A shorter waiting time could possibly improve outcome after transplantation. Regardless of the recipient's clinical status and urgency for transplantation, the donor evaluation process must follow the same exact steps as for nonurgent cases. In this scenario, donor work-up is done in a limited period; therefore, coercion cannot be completely ruled out. However, great care must be taken to minimize the risk for donor coercion. In our series, the median time between the initiation of donor evaluation and the recipient's transplantation was only 24 hours. Although faster than usual, donor work-ups were performed following the exact same protocols used for regular live donor evaluations done at our institution. All donors were assessed by 2 independent internal medicine physicians (not involved in the care of the potential recipient), 2 surgeons, and 1 transplant psychiatrist. In addition, all donor assessments were performed in single-person interviews away from the recipient treatment side. In these interviews, special attention was paid to detect any signs of coercion. Furthermore, it is policy in our center to offer the potential live donor a confidential way to opt out of the donation process by providing a medical reason to the recipient and the family.

At our institution, as soon as patients are active on the LT waiting lists for deceased donation, they are encouraged to consider LDLT, irrespective of their disease severity and etiology.[3,21] Potential donors and recipients are advised of our center's short- and long-term outcomes after LDLT. Thus, they can make an informed decision, whereas they opt for live donation or wait for a deceased donor. In our study, even though we report good outcome with both DDLT and LDLT for this patient population, availability of deceased donors is uncertain. Consequently, most centers will have a significant mortality on their waiting list. Moreover, the period of opportunity for patients in ICU care to receive an LT can be short because transplantation needs to be performed when patients are infection-free and stable. Therefore, based on this experience and on previous reports,[3,10,21] we consider that it is appropriate to continue to offer LDLT to critically ill patients suffering from a decompensated liver disease (Table 3). Besides, we prove that donor morbidity can be kept to a minimum. This correlates with previous results from our group where the overall donor complication rate was under 40%. Only less than 3% of our donor patients suffered major complications (Clavien ≥3b).[10,11]

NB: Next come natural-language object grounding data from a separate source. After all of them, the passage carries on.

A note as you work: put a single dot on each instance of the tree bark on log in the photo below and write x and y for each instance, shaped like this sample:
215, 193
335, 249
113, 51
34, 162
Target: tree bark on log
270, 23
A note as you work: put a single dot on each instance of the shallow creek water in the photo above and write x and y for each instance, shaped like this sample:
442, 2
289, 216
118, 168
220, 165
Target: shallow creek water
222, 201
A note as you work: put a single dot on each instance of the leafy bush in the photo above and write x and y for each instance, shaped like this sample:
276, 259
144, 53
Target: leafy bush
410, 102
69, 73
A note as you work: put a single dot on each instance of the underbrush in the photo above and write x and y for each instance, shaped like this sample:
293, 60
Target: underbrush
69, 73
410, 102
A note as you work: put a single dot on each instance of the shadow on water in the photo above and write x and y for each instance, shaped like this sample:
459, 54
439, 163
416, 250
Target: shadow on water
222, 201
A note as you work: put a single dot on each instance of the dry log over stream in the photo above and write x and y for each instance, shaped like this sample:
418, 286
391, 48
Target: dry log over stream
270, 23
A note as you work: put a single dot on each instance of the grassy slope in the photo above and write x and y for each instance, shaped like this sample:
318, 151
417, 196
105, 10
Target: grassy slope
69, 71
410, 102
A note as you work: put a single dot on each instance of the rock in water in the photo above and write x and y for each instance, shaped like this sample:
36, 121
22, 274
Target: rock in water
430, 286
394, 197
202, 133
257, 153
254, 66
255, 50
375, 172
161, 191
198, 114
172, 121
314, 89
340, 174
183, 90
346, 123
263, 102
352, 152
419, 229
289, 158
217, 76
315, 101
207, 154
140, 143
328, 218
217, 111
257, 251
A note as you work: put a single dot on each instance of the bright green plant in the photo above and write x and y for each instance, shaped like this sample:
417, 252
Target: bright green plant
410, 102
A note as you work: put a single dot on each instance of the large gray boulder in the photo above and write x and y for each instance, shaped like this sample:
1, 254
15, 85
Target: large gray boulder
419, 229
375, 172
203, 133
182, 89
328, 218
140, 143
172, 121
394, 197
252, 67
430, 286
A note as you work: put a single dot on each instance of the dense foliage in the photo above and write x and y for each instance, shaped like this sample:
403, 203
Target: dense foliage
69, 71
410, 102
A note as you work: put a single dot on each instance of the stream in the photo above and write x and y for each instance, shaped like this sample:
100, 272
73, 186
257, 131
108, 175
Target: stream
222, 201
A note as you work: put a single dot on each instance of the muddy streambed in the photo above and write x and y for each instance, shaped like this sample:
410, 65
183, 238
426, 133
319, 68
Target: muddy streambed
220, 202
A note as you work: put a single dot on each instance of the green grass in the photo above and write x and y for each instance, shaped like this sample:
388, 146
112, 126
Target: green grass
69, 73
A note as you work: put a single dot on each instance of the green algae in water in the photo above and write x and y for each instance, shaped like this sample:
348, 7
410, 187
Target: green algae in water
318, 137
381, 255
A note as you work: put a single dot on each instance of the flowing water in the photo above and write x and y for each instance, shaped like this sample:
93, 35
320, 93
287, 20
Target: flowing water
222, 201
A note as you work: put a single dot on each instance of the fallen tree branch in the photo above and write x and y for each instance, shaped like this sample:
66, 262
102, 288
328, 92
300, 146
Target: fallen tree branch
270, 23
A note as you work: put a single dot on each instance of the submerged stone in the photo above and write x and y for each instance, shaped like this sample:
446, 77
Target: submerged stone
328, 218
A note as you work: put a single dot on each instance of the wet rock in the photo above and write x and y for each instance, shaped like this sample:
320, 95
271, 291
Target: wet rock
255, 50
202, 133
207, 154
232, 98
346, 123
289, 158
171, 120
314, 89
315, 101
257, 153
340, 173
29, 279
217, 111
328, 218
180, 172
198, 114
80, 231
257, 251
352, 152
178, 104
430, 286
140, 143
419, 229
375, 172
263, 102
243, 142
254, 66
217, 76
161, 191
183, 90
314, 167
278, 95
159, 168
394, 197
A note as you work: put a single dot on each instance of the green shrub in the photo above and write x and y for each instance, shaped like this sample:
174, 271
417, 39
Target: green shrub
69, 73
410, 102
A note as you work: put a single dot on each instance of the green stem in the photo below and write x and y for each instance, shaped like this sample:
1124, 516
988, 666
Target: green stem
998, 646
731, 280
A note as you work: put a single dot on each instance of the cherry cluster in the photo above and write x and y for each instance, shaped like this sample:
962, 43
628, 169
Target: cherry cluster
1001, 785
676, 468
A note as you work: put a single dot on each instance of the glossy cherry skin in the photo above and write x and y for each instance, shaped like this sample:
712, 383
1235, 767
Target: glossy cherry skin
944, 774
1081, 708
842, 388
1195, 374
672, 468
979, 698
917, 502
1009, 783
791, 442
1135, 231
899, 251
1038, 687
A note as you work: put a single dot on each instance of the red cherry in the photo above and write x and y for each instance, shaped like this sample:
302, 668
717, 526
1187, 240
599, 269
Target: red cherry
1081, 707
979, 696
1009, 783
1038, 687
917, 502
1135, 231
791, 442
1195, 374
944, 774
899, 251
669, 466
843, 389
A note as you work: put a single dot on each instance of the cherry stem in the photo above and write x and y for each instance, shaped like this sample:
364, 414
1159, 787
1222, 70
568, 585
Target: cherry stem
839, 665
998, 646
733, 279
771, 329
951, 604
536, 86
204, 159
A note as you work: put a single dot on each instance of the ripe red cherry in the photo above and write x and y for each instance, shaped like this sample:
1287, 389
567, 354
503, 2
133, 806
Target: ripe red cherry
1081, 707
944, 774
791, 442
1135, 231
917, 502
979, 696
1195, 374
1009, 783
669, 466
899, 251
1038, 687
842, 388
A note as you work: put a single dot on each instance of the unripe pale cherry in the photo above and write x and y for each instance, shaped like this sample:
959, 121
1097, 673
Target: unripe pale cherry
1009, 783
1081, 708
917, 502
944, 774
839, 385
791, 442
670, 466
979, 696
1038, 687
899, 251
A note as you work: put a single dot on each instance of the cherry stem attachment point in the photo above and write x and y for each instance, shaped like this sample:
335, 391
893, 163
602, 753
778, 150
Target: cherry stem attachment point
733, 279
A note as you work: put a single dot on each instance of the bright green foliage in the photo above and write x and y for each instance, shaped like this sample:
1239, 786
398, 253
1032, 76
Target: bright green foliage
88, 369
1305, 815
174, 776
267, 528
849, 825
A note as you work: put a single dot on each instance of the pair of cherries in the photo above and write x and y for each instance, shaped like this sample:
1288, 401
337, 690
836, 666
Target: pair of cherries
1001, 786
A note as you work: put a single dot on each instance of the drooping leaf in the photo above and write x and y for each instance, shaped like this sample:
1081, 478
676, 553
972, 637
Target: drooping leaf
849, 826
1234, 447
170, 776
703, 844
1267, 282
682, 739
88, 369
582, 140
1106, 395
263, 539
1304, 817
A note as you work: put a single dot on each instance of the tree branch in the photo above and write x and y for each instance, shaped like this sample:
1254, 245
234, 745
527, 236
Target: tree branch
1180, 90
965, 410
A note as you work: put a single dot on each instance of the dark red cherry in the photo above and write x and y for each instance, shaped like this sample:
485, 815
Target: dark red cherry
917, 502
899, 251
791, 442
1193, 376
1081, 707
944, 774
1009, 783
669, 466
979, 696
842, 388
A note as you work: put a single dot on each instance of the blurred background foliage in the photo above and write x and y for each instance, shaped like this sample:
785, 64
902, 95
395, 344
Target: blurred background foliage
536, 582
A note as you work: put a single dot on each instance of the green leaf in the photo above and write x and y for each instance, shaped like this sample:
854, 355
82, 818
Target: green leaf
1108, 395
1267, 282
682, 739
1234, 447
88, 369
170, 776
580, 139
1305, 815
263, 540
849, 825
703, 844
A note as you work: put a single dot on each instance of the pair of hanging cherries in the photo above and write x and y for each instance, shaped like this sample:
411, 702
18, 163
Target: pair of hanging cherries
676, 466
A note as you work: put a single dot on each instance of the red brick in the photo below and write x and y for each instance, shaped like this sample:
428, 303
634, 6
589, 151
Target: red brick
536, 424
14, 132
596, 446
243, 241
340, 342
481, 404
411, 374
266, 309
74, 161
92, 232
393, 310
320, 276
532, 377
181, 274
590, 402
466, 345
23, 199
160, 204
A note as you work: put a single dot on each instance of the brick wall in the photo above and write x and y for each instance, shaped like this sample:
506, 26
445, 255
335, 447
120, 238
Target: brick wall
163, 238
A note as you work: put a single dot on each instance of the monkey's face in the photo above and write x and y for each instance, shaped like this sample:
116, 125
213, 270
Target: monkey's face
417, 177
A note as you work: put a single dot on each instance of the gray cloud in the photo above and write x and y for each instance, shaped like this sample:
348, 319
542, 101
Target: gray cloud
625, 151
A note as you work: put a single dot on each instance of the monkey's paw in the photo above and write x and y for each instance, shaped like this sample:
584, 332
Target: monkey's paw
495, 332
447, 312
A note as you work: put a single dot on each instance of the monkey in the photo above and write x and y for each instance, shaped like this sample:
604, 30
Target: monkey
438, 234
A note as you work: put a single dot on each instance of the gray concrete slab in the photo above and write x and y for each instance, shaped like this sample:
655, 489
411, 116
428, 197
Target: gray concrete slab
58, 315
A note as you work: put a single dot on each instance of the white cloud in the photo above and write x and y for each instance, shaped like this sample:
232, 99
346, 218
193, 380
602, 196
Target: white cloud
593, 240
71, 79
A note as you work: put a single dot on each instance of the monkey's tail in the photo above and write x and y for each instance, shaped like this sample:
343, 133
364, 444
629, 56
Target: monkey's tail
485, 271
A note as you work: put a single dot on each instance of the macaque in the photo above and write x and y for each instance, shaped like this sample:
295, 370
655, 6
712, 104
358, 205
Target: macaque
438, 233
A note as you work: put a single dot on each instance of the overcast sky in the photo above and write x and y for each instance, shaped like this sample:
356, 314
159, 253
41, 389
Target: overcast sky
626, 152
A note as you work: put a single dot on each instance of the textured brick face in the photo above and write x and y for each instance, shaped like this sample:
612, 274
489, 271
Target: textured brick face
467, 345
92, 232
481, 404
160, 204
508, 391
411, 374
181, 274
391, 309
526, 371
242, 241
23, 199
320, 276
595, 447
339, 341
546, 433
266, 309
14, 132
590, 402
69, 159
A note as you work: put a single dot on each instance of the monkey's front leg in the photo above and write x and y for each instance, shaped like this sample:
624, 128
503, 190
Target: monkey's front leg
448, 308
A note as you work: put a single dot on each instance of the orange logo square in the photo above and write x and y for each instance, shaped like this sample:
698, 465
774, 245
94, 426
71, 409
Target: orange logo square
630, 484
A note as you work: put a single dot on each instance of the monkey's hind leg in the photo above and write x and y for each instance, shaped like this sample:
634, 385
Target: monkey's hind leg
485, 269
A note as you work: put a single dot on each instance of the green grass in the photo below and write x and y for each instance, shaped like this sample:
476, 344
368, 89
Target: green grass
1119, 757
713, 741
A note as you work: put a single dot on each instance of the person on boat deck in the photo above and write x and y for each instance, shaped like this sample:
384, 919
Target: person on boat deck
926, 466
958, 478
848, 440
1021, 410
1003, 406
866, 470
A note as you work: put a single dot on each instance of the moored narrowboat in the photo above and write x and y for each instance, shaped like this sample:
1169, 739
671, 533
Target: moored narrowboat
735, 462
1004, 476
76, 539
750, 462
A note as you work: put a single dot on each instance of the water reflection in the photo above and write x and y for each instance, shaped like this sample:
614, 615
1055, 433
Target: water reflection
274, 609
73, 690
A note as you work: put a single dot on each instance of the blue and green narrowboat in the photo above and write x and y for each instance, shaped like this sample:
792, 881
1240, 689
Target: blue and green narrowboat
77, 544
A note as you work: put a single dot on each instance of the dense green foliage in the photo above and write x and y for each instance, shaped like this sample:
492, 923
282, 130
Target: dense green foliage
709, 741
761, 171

This is the first single-center series using LDLT to treat critically ill liver disease patients being in ICU and on mechanical ventilation at the time of transplantation. However, the analysis has several limitations. It consists of a small sample size and a retrospective study design, which increases the risk of type II errors. In addition, LDLT was performed in a selected group of patients (ICU stay, <8 days and short-term need of mechanical ventilation, <5 days). Moreover, the results were obtained in a high-volume LDLT program and may not be generalizable to all liver transplant centers. However, we tried to balance these limitations by providing a DDLT control group for comparison as well as using a uniform protocol in a well-defined patient population who was treated entirely in a modern era.

In conclusion, our data suggest that LDLT can be safely used for treating critically ill patients requiring ICU management and mechanical ventilation support at the time of transplantation. The LDLT offers a predictable fast access to transplantation for this patient population, providing an excellent treatment option.